I berated Steve Jobs and Apple about his quote "Everything syncs without us having to think about it" because calendars in Microsoft Outlook, Apple's iCal, and my iPod were not synching properly.
Well, the problem was far worse than a few duplicated events. I had dozens and dozens that were duplicated over 100 times and one possibly over 500 times. That's a lot of shift-clicks followed by a delete. I've spent over a week now cleaning up at least three months a day.
Why delete duplicates from nine years ago? Because each item takes up space. For every three months cleaned up, I would back up the calendar. For 2004 it could take well over five minutes to backup. When I cleaned up into 2010, it started backing up in a minute. When I cleaned up into 2011, it backed up in less than a minute.

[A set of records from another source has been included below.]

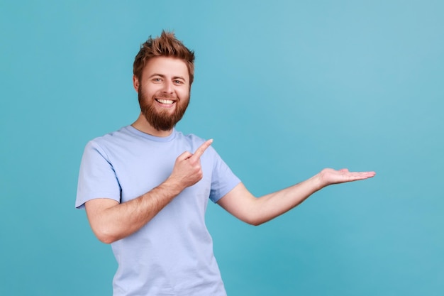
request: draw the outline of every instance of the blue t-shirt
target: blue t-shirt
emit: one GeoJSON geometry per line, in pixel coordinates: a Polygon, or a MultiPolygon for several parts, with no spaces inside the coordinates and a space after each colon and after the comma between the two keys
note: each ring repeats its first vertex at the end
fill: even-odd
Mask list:
{"type": "MultiPolygon", "coordinates": [[[[125,202],[146,193],[170,176],[177,156],[204,142],[175,130],[155,137],[131,126],[92,140],[82,159],[76,207],[95,198],[125,202]]],[[[111,244],[118,263],[114,296],[226,295],[204,214],[209,198],[216,202],[240,181],[211,146],[201,165],[202,180],[111,244]]]]}

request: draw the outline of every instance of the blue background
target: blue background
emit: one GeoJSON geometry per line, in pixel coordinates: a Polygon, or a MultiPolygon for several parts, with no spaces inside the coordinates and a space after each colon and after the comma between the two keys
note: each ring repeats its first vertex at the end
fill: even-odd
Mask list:
{"type": "Polygon", "coordinates": [[[111,294],[79,165],[136,119],[133,60],[163,28],[196,54],[178,129],[255,194],[377,172],[259,227],[210,204],[230,296],[443,295],[444,2],[123,2],[0,1],[0,295],[111,294]]]}

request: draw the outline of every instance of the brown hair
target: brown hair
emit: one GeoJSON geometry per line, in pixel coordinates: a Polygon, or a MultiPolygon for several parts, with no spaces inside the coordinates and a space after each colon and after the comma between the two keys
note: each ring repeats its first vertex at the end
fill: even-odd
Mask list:
{"type": "Polygon", "coordinates": [[[133,64],[133,73],[140,80],[145,65],[154,57],[172,57],[182,60],[187,64],[189,74],[189,86],[194,78],[194,52],[189,50],[182,41],[176,39],[172,32],[162,31],[160,37],[151,36],[140,45],[133,64]]]}

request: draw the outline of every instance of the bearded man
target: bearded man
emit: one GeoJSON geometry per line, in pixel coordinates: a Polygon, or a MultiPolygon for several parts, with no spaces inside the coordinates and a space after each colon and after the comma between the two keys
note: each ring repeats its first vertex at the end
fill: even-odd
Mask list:
{"type": "Polygon", "coordinates": [[[84,152],[76,207],[111,243],[118,268],[114,296],[226,295],[205,225],[209,199],[252,225],[266,222],[332,184],[374,172],[324,169],[256,198],[211,147],[174,128],[190,98],[194,54],[163,31],[142,45],[133,65],[140,114],[96,138],[84,152]]]}

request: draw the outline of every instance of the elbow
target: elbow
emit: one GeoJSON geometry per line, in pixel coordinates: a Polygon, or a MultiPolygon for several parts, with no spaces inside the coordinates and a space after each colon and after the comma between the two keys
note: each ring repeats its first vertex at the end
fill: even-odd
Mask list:
{"type": "Polygon", "coordinates": [[[245,219],[243,220],[244,222],[252,225],[253,226],[258,226],[260,225],[262,225],[262,224],[264,224],[265,222],[266,222],[266,221],[264,221],[262,219],[260,218],[254,218],[254,217],[251,217],[249,219],[245,219]]]}
{"type": "Polygon", "coordinates": [[[119,239],[109,231],[107,231],[107,229],[103,227],[96,227],[93,229],[93,232],[97,239],[104,243],[110,244],[114,241],[118,241],[119,239]]]}

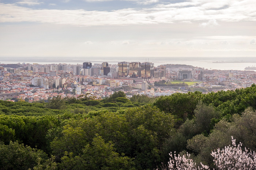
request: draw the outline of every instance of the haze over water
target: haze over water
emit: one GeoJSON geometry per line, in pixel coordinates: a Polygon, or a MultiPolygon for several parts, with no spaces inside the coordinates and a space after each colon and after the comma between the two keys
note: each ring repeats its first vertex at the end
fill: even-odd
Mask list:
{"type": "Polygon", "coordinates": [[[91,62],[94,63],[101,63],[106,62],[109,64],[117,64],[122,61],[128,62],[147,62],[154,63],[154,66],[166,64],[186,64],[194,67],[204,68],[208,70],[244,70],[248,66],[256,65],[256,59],[255,58],[196,58],[196,57],[70,57],[70,58],[1,58],[1,64],[15,64],[26,63],[33,64],[37,63],[45,64],[64,63],[71,64],[82,64],[84,62],[91,62]],[[216,63],[213,62],[219,62],[216,63]]]}

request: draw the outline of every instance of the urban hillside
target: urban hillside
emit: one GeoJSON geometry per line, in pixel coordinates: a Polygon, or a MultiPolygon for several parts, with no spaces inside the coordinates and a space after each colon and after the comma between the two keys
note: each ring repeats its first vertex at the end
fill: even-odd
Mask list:
{"type": "Polygon", "coordinates": [[[216,169],[211,153],[231,137],[256,150],[255,103],[254,84],[157,98],[120,91],[103,99],[0,100],[0,169],[164,169],[170,153],[187,152],[216,169]]]}

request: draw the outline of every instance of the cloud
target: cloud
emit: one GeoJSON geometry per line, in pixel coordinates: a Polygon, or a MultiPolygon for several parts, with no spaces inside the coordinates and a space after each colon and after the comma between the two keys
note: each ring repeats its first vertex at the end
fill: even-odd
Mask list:
{"type": "Polygon", "coordinates": [[[250,44],[256,44],[256,39],[253,39],[251,40],[250,44]]]}
{"type": "Polygon", "coordinates": [[[93,44],[93,43],[91,41],[86,41],[84,42],[84,44],[93,44]]]}
{"type": "Polygon", "coordinates": [[[228,41],[221,41],[221,43],[222,44],[228,45],[230,44],[228,41]]]}
{"type": "MultiPolygon", "coordinates": [[[[146,4],[158,0],[129,0],[146,4]]],[[[0,3],[0,22],[25,21],[90,26],[200,22],[202,23],[200,26],[206,27],[218,25],[217,21],[256,21],[255,10],[256,3],[252,0],[217,0],[216,4],[211,4],[211,1],[191,0],[173,4],[157,4],[148,8],[110,11],[88,11],[82,9],[34,9],[16,4],[0,3]],[[219,8],[213,9],[210,8],[211,6],[213,8],[219,8]]],[[[31,5],[41,3],[28,0],[20,2],[31,5]]]]}
{"type": "MultiPolygon", "coordinates": [[[[89,2],[98,2],[105,1],[112,1],[114,0],[83,0],[89,2]]],[[[157,3],[159,0],[120,0],[122,1],[128,1],[140,5],[147,5],[157,3]]]]}
{"type": "Polygon", "coordinates": [[[29,6],[33,6],[40,5],[40,4],[42,4],[44,3],[42,2],[38,2],[38,1],[33,1],[33,0],[24,0],[22,1],[20,1],[19,2],[17,2],[16,3],[16,4],[18,4],[19,5],[25,5],[29,6]]]}
{"type": "Polygon", "coordinates": [[[208,21],[207,23],[203,23],[200,24],[200,25],[203,27],[211,27],[212,26],[216,26],[219,25],[219,24],[217,22],[216,20],[214,19],[208,21]]]}

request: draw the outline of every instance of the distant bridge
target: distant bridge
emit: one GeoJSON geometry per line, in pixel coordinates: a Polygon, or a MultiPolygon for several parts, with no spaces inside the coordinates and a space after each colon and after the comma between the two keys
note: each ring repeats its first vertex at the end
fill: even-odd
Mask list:
{"type": "Polygon", "coordinates": [[[187,86],[181,86],[181,87],[167,87],[167,86],[164,86],[164,87],[162,87],[162,86],[151,86],[153,88],[177,88],[177,89],[179,89],[181,88],[181,87],[185,87],[185,88],[187,87],[187,86]]]}
{"type": "Polygon", "coordinates": [[[0,94],[0,100],[6,100],[11,99],[15,96],[18,96],[20,94],[25,94],[26,92],[17,92],[16,93],[1,93],[0,94]]]}

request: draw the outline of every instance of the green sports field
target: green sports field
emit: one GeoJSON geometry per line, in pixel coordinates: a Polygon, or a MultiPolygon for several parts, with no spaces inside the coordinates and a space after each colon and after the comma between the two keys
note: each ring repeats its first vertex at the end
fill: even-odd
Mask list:
{"type": "Polygon", "coordinates": [[[199,84],[202,83],[201,82],[182,82],[181,81],[174,81],[173,82],[169,82],[169,83],[172,84],[178,84],[185,83],[188,86],[191,86],[195,84],[196,83],[199,84]]]}

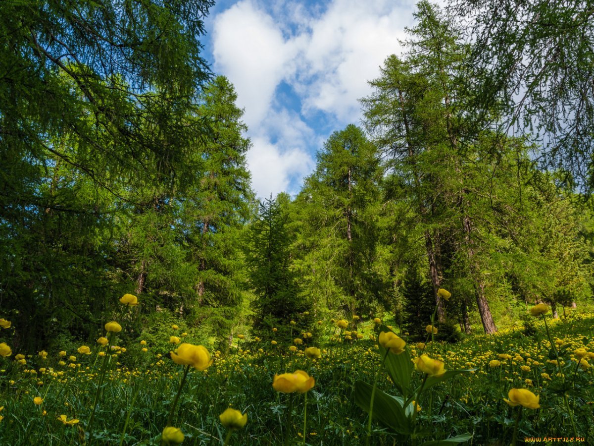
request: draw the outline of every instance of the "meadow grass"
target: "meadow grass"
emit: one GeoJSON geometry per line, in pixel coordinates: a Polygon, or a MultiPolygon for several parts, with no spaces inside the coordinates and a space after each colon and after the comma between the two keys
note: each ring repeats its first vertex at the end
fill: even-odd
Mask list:
{"type": "MultiPolygon", "coordinates": [[[[472,371],[421,396],[415,438],[374,419],[371,443],[420,445],[468,433],[472,439],[466,444],[507,445],[515,430],[519,443],[526,437],[554,437],[591,444],[594,386],[588,360],[594,356],[589,353],[594,350],[594,315],[575,313],[547,321],[555,348],[542,318],[535,319],[530,335],[518,328],[467,337],[454,344],[428,343],[423,352],[443,361],[446,370],[472,371]],[[586,353],[582,354],[580,348],[586,353]],[[511,388],[538,395],[539,408],[519,413],[520,409],[504,400],[511,388]]],[[[293,344],[296,351],[292,351],[288,344],[273,346],[246,337],[226,353],[210,352],[213,363],[204,371],[175,363],[141,340],[118,344],[118,333],[109,344],[89,346],[90,354],[49,351],[21,358],[12,352],[0,358],[0,444],[160,444],[168,424],[181,429],[184,444],[219,445],[226,438],[229,444],[242,445],[364,444],[368,415],[355,404],[353,387],[358,381],[372,384],[380,367],[375,342],[379,325],[366,321],[353,332],[330,321],[323,323],[327,334],[335,334],[333,340],[301,337],[302,343],[293,344]],[[111,344],[119,346],[113,349],[111,344]],[[321,347],[319,359],[304,354],[312,346],[321,347]],[[285,393],[273,388],[275,375],[296,370],[314,377],[311,390],[285,393]],[[219,419],[229,406],[248,415],[245,426],[230,436],[219,419]]],[[[170,334],[163,334],[164,338],[170,334]]],[[[418,357],[422,346],[400,335],[407,341],[410,357],[418,357]]],[[[189,343],[191,334],[182,339],[189,343]]],[[[397,394],[383,368],[377,376],[378,390],[397,394]]],[[[418,388],[424,377],[415,371],[411,387],[418,388]]]]}

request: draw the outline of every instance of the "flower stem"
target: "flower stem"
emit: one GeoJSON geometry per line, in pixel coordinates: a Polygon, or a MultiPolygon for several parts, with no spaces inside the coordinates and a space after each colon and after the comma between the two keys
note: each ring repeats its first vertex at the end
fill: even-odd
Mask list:
{"type": "Polygon", "coordinates": [[[380,365],[379,368],[377,369],[377,373],[375,373],[375,378],[373,382],[373,388],[371,390],[371,401],[369,401],[369,417],[367,422],[367,436],[365,438],[365,446],[369,446],[369,440],[371,438],[371,420],[373,418],[373,401],[375,397],[375,388],[377,387],[377,380],[380,378],[380,373],[381,373],[382,368],[384,366],[384,363],[386,362],[386,359],[388,357],[388,353],[390,353],[389,349],[386,349],[386,354],[384,355],[384,359],[381,361],[381,364],[380,365]]]}
{"type": "Polygon", "coordinates": [[[522,406],[518,411],[518,415],[516,417],[516,424],[514,426],[514,436],[511,439],[511,446],[516,446],[517,443],[518,437],[518,425],[520,424],[520,418],[522,417],[522,406]]]}
{"type": "Polygon", "coordinates": [[[181,395],[182,389],[184,388],[184,384],[185,384],[185,379],[188,376],[188,372],[189,371],[189,366],[186,366],[185,369],[184,370],[184,377],[182,378],[181,382],[179,383],[179,388],[178,389],[178,392],[175,395],[175,398],[173,399],[173,403],[171,405],[171,410],[169,410],[169,415],[167,417],[167,426],[171,426],[171,422],[173,420],[173,413],[175,412],[175,406],[178,405],[178,401],[179,400],[179,395],[181,395]]]}
{"type": "Polygon", "coordinates": [[[303,412],[303,444],[305,446],[305,436],[307,435],[307,392],[304,394],[305,409],[303,412]]]}

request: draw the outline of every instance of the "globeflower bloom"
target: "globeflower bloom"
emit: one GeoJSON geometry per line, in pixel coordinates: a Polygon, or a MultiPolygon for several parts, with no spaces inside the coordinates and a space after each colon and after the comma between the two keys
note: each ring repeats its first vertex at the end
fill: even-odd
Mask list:
{"type": "Polygon", "coordinates": [[[6,343],[0,343],[0,356],[6,357],[12,354],[12,350],[6,343]]]}
{"type": "Polygon", "coordinates": [[[450,291],[444,290],[443,288],[440,288],[437,290],[437,296],[444,300],[449,300],[450,298],[451,297],[451,293],[450,291]]]}
{"type": "Polygon", "coordinates": [[[549,312],[549,306],[544,303],[539,303],[535,305],[530,309],[530,313],[534,316],[538,316],[541,315],[545,315],[549,312]]]}
{"type": "Polygon", "coordinates": [[[163,429],[161,439],[166,445],[181,444],[184,441],[184,434],[181,430],[173,426],[168,426],[163,429]]]}
{"type": "Polygon", "coordinates": [[[305,393],[315,385],[315,380],[302,370],[292,373],[275,375],[272,383],[273,388],[278,392],[305,393]]]}
{"type": "Polygon", "coordinates": [[[120,299],[121,303],[128,307],[134,307],[138,304],[138,298],[134,294],[124,294],[120,299]]]}
{"type": "Polygon", "coordinates": [[[210,353],[203,346],[194,346],[184,343],[171,352],[171,359],[176,364],[192,366],[196,370],[203,372],[213,363],[210,353]]]}
{"type": "Polygon", "coordinates": [[[441,376],[446,373],[441,361],[432,359],[425,353],[415,360],[415,368],[429,376],[441,376]]]}
{"type": "Polygon", "coordinates": [[[538,404],[540,397],[527,389],[511,389],[507,394],[509,400],[503,398],[503,401],[511,407],[523,406],[528,409],[536,409],[541,407],[538,404]]]}
{"type": "Polygon", "coordinates": [[[405,351],[406,343],[391,331],[383,331],[378,340],[380,345],[388,349],[394,354],[400,354],[405,351]]]}
{"type": "Polygon", "coordinates": [[[108,331],[112,331],[114,333],[119,333],[122,331],[122,326],[118,322],[112,321],[105,324],[105,329],[108,331]]]}
{"type": "Polygon", "coordinates": [[[248,421],[248,414],[242,414],[239,410],[229,407],[219,416],[219,419],[226,429],[241,429],[248,421]]]}
{"type": "Polygon", "coordinates": [[[317,347],[308,347],[305,349],[305,356],[310,359],[317,359],[322,356],[322,352],[317,347]]]}
{"type": "Polygon", "coordinates": [[[75,418],[72,420],[67,420],[67,417],[65,415],[60,415],[58,417],[58,419],[64,423],[65,425],[68,425],[68,426],[74,426],[78,422],[78,420],[75,418]]]}
{"type": "Polygon", "coordinates": [[[433,333],[433,334],[437,334],[437,327],[434,327],[433,325],[429,324],[425,328],[425,331],[428,333],[433,333]]]}

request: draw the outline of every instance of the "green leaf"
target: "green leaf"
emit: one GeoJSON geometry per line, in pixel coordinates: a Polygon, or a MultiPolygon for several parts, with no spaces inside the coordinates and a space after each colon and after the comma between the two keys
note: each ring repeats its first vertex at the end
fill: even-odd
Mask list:
{"type": "Polygon", "coordinates": [[[428,441],[426,443],[423,443],[421,446],[441,446],[441,445],[446,445],[447,446],[447,445],[451,444],[452,443],[463,443],[465,441],[468,441],[472,438],[472,435],[470,434],[462,434],[460,435],[446,438],[444,440],[428,441]]]}
{"type": "MultiPolygon", "coordinates": [[[[388,332],[391,331],[382,324],[380,331],[388,332]]],[[[383,359],[386,356],[386,349],[380,346],[380,355],[383,359]]],[[[388,353],[384,365],[396,388],[405,399],[407,398],[410,393],[410,377],[413,367],[408,351],[405,350],[400,354],[388,353]]]]}
{"type": "Polygon", "coordinates": [[[427,378],[427,381],[425,383],[425,386],[423,387],[423,391],[424,392],[427,389],[430,389],[436,384],[438,384],[440,382],[445,381],[446,379],[453,378],[457,375],[468,373],[475,370],[476,370],[476,369],[470,369],[468,370],[448,370],[441,376],[429,376],[427,378]]]}
{"type": "MultiPolygon", "coordinates": [[[[368,413],[372,390],[373,386],[366,382],[357,381],[355,383],[355,402],[368,413]]],[[[375,389],[374,397],[373,419],[400,434],[409,434],[412,432],[410,420],[405,414],[402,399],[388,395],[378,388],[375,389]]]]}

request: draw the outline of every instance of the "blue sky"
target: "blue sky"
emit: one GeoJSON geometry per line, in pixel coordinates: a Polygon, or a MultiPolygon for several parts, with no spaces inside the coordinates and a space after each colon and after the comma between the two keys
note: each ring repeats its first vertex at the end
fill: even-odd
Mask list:
{"type": "Polygon", "coordinates": [[[221,0],[206,20],[204,55],[245,109],[260,197],[299,191],[333,131],[359,124],[358,100],[399,54],[414,1],[221,0]]]}

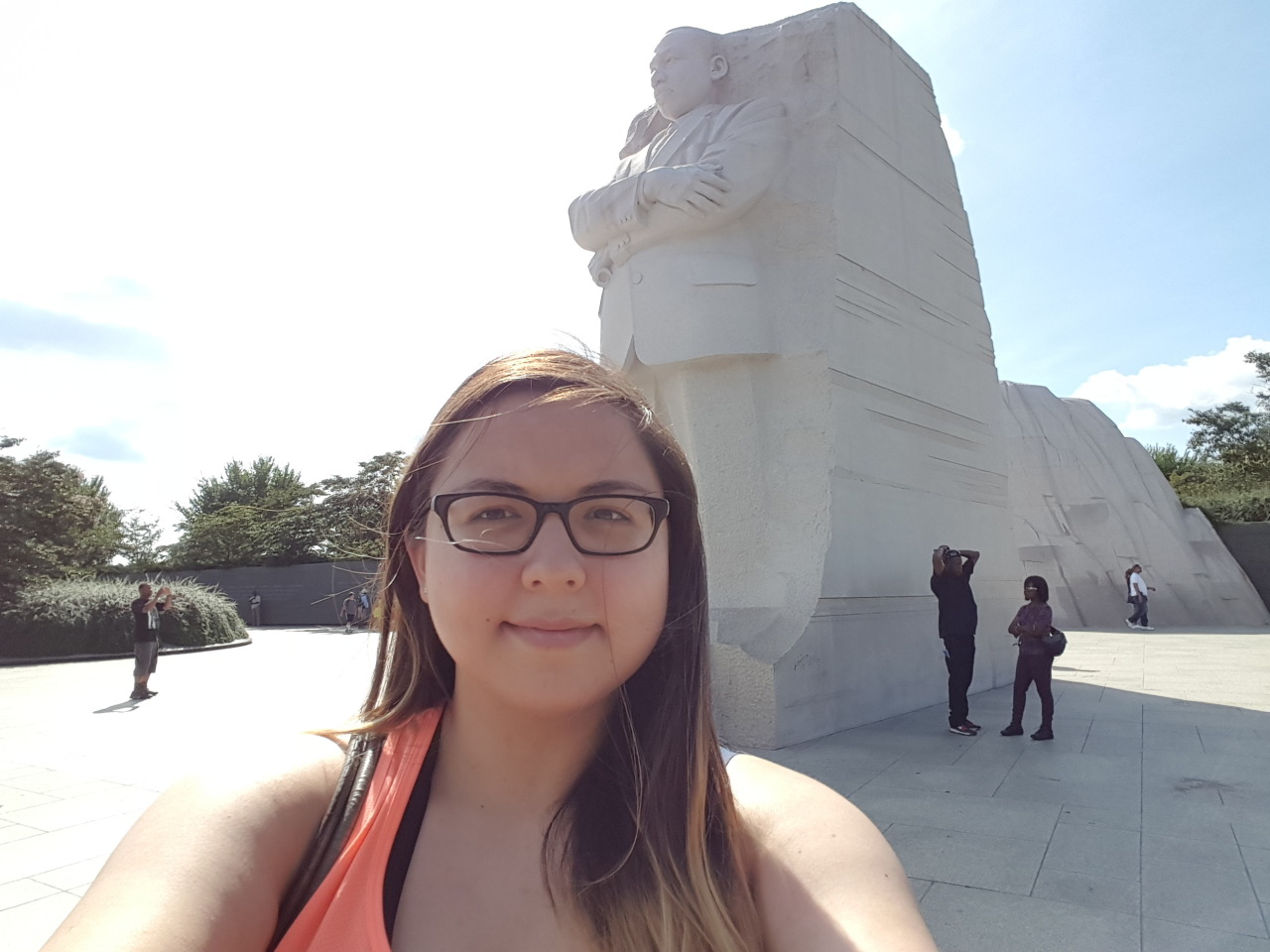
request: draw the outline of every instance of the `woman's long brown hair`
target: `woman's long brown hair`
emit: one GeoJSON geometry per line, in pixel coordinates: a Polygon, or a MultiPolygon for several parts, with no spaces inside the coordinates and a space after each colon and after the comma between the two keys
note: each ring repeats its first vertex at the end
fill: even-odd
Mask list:
{"type": "Polygon", "coordinates": [[[406,542],[422,534],[434,473],[462,425],[505,393],[615,407],[671,500],[665,625],[620,688],[596,751],[551,821],[542,866],[552,900],[566,897],[611,952],[757,952],[748,840],[710,707],[696,485],[683,451],[620,373],[565,350],[504,357],[470,376],[437,414],[387,513],[380,645],[361,729],[391,731],[453,693],[455,661],[419,597],[406,542]]]}

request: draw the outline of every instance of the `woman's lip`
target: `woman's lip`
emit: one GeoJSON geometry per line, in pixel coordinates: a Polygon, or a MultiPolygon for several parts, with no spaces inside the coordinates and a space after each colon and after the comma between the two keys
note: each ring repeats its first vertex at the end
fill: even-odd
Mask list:
{"type": "Polygon", "coordinates": [[[594,625],[584,625],[573,628],[536,627],[532,625],[512,625],[505,622],[503,628],[508,635],[521,638],[536,647],[572,647],[589,638],[596,632],[594,625]]]}

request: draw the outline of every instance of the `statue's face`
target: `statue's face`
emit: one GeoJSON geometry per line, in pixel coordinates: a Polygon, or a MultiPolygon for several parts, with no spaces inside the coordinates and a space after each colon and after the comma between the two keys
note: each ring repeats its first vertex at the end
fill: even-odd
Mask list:
{"type": "Polygon", "coordinates": [[[657,108],[673,122],[712,99],[714,81],[728,72],[728,62],[702,37],[674,30],[657,44],[649,70],[657,108]]]}

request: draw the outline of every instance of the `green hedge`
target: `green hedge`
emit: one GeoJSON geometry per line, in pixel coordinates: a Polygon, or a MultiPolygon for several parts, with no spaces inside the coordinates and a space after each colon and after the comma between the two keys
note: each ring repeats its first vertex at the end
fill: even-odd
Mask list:
{"type": "MultiPolygon", "coordinates": [[[[155,590],[165,584],[152,581],[155,590]]],[[[194,581],[166,583],[177,600],[159,616],[159,638],[168,645],[218,645],[246,637],[246,626],[222,593],[194,581]]],[[[65,579],[18,594],[0,612],[0,656],[56,658],[116,655],[132,650],[132,612],[137,583],[65,579]]]]}
{"type": "Polygon", "coordinates": [[[1270,522],[1270,484],[1248,489],[1186,486],[1177,490],[1182,505],[1198,506],[1210,522],[1270,522]]]}

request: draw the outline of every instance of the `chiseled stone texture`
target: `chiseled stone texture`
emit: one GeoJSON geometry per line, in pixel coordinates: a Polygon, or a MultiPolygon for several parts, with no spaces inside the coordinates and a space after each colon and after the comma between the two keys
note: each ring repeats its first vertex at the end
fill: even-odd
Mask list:
{"type": "Polygon", "coordinates": [[[1135,439],[1087,400],[1002,382],[1010,509],[1026,575],[1049,581],[1059,627],[1116,627],[1124,570],[1143,567],[1161,630],[1270,623],[1199,509],[1184,509],[1135,439]]]}
{"type": "MultiPolygon", "coordinates": [[[[853,4],[728,34],[723,48],[721,102],[768,96],[785,107],[787,155],[745,221],[763,249],[765,317],[780,354],[763,359],[787,363],[773,419],[799,423],[773,444],[762,428],[733,425],[743,416],[735,401],[683,413],[688,429],[730,433],[786,473],[795,514],[773,518],[801,546],[707,539],[720,727],[734,743],[776,748],[946,697],[928,586],[940,543],[983,553],[972,689],[1007,683],[1003,632],[1021,576],[992,334],[930,77],[853,4]],[[716,598],[729,565],[756,562],[781,580],[798,619],[767,625],[765,612],[784,605],[716,598]],[[738,637],[745,613],[753,632],[738,637]]],[[[714,373],[710,360],[720,359],[759,363],[710,358],[673,373],[691,376],[696,364],[714,373]]],[[[740,466],[728,467],[732,476],[710,473],[709,461],[704,470],[709,533],[710,495],[743,494],[728,480],[754,480],[740,466]]]]}

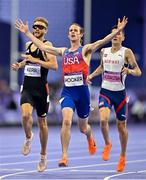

I also spent lots and lots of time looking at Microsoft's support pages. Hoo, boy! There ain't much praise there! Message after message complains about this and similar problems. The only posted responses are from MVPs (whatever that stands for), volunteers who try to direct users to relevant support pages.
Microsoft put out an update last week that I downloaded and installed. However, despite people complaining about sync problems since April 6, there was no mention of them in the notes for the update.
I wonder how much Microsoft is even screening any of these comments. I posted two comments on June 13, and they are still marked "Your comment is awaiting moderation."
This whole situation has the earmarks of upper management declaring something should be done by such and such date, middle management trying to figure out how to assign the work to too few people, and the programmers trying valiantly to put round pegs in square holes.
Shades of Dilbert!
Shades of the bad old days of mainframes! We felt lucky to get out a new system that crashed a few minutes less frequently than the previous version.